In Zinc India, silver production was up 20% year-on-year, although there was a lower mined metal production as per plan, and H2 production expected to be substantially higher than H1.
Vedanta said it maintained first decile cost of production, and in Copper Zambia, Konkola underground production was up 2% year-on-year due to improved equipment availability with the overall cost of production 8% lower.
Vedanta’s aluminium division saw an exit production run-rate of 1.1mtpa.
It reported the ramp-up of the first line of the 1.25mt Jharsuguda-II smelter was completed, with the second line commenced in July and the 325 kt BALCO-II smelter nearing completion.
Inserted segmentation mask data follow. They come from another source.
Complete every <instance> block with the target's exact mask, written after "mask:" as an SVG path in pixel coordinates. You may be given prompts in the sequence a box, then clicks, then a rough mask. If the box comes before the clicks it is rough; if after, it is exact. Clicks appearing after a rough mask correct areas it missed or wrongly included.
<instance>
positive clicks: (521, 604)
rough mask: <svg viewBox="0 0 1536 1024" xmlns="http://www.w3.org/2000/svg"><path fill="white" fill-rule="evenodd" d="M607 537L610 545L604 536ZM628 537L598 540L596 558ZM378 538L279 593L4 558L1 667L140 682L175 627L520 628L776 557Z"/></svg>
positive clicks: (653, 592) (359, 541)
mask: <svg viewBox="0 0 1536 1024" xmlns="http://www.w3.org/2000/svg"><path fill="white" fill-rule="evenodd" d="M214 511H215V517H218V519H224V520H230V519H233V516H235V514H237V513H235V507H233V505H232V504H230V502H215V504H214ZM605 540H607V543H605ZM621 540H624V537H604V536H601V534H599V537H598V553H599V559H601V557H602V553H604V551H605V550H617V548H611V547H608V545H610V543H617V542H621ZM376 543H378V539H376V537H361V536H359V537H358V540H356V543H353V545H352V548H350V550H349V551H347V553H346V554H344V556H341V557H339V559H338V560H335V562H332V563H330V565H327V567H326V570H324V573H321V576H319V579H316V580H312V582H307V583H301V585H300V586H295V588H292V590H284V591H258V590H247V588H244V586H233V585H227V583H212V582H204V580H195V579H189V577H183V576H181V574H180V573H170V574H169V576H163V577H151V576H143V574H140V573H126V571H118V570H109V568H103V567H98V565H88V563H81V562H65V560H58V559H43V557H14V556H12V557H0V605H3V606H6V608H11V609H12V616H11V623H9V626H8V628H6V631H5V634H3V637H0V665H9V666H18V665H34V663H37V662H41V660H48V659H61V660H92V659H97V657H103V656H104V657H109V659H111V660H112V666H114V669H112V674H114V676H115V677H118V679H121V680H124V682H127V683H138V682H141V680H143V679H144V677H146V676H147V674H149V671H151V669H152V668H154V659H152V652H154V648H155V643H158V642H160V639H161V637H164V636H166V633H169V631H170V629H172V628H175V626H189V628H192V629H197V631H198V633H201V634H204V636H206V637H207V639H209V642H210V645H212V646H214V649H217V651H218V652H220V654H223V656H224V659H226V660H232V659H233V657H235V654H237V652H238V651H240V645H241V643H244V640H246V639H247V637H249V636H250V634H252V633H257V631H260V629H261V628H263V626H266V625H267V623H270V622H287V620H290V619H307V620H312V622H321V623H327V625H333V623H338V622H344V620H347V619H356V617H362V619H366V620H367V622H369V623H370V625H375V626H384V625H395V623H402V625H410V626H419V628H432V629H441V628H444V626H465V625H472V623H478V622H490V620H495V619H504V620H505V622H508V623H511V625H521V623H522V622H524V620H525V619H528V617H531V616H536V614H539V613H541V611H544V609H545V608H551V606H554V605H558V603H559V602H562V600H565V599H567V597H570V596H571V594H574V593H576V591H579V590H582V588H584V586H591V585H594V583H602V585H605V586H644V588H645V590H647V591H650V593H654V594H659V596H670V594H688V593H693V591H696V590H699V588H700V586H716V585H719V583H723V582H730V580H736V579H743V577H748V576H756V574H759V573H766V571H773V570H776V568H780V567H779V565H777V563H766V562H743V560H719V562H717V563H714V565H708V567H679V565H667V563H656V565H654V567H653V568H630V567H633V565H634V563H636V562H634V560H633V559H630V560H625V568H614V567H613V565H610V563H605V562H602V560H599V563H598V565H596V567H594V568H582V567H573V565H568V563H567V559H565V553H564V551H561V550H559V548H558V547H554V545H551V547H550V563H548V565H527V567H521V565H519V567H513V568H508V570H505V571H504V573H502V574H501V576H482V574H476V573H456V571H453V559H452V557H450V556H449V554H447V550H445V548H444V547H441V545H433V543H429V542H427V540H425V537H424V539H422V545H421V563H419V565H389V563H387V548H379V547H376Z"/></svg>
The firm’s iron ore production at Goa ramped up, to see 40% of allocated annual capacity produced at Goa in Q1.
Vedanta’s power unit saw the two units at TSPL operated at 72% availability, with the third unit to be capitalized in Q2, and at BALCO the second 300 MW IPP unit was capitalised during the period.
Vedanta’s gross debt was reduced by around $0.3bn during the quarter, with FY17 bond maturities paid.
The company said it repaid $680m of 6.75% bonds due in June 2016 and $515m of 5.5% convertible bonds due in July.
It also announced revised and final terms for the Vedanta Ltd and Cairn India merger on
22 July, with the transaction expected to complete in the current financial year.
“We have made good progress on the ramp up of capacities at our Aluminium, Power and Iron Ore businesses during the quarter,” said Vedanta chief executive Tom Albanese.
“These would be significant contributors to earnings as the year progresses.”
Albanese said Zinc-India was impacted by lower mined metal production as per the mine plan, and the second half is expected to be substantially higher with the company also making good progress towards optimising costs at Copper-Zambia.
“We are focused on generating strong free cash flow and de-levering the balance sheet, in line with our strategic priorities.
“Another of these priorities, the simplification of the group structure, is also on track following the recent announcement of the revised and final terms for the Vedanta Ltd-Cairn India merger,” Albanese added.